MARKET NOTE 185
HOUSTON — This report offers a framework for considering the appointments to, and resignations from, positions in the public sector that require appointments by the President of Mexico.
Our particular interest in this topic are the recent resignations of Carlos Morales from the top job in Pemex E&P and of Francisco Rojas as director general of CFE. We consider the basic binary question: Did they jump off or were they pushed out? Our conclusion is that both executives were pushed out, but for different reasons.
But to come to any conclusion on such matters you need a bigger framework for discussion that takes into consideration basic facts of public administration in Mexico:
1) No one reaches top-level positions in the federal government alone, by his or her virtues or merits.
2) Everyone in a top job was the candidate of a policy/commercial power group (the closest word in English seems to be “camarilla”).
3) In Mexico, since the 1990s, these camarillas are led by former, high-level public officials, typically ministers of finance and energy, but also including former directors general of Pemex
4) Each of these camarillas wants its candidate in jobs that control the biggest budgets and have the widest institutional authority.
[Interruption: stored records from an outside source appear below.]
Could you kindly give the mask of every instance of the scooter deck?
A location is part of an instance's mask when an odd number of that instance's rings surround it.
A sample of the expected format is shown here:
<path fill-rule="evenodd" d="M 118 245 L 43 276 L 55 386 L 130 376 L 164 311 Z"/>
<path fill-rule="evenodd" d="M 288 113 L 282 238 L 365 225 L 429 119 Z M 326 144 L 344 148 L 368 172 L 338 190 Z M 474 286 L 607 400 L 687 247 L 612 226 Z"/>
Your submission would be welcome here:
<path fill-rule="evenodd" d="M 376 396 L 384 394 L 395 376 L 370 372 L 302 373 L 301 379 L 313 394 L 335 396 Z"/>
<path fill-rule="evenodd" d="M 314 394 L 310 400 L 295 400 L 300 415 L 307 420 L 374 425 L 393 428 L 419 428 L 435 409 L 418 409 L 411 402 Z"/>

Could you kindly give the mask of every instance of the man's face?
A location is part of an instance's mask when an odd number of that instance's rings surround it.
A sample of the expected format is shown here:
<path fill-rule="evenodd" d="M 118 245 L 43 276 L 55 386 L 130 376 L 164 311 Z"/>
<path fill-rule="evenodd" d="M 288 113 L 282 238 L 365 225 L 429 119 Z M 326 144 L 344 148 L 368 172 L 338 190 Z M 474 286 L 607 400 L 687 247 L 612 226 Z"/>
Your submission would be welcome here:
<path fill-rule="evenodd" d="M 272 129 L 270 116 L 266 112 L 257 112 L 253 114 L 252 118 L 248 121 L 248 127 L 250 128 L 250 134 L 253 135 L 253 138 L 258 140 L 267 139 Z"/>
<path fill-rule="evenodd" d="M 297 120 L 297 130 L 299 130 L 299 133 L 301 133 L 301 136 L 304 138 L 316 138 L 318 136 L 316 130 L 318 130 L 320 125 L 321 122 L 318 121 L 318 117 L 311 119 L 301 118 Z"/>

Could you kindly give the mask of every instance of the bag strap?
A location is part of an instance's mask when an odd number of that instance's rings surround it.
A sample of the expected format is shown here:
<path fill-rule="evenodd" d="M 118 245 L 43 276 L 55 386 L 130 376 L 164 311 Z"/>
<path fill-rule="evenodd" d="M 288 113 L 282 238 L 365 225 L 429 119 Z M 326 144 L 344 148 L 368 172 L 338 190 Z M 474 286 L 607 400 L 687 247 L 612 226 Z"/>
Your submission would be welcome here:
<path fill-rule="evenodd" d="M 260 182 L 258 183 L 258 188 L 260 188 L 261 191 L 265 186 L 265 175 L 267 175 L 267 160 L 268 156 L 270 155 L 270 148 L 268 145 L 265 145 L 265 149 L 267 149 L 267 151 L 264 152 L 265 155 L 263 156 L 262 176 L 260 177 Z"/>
These considerations bring into focus how it is that the camarilla led by Pedro Aspe has two former employees of his private equity fund in key positions: finance minister and DG of Pemex. These two appointments to the most prestigious public jobs in the federal government (other than the presidency of Mexico) took place as the outcome of competition among camarillas.
In this light, the question on the table becomes less one about why did either Morales or Rojas resign and becomes more of one about who wanted to have his candidate in those jobs?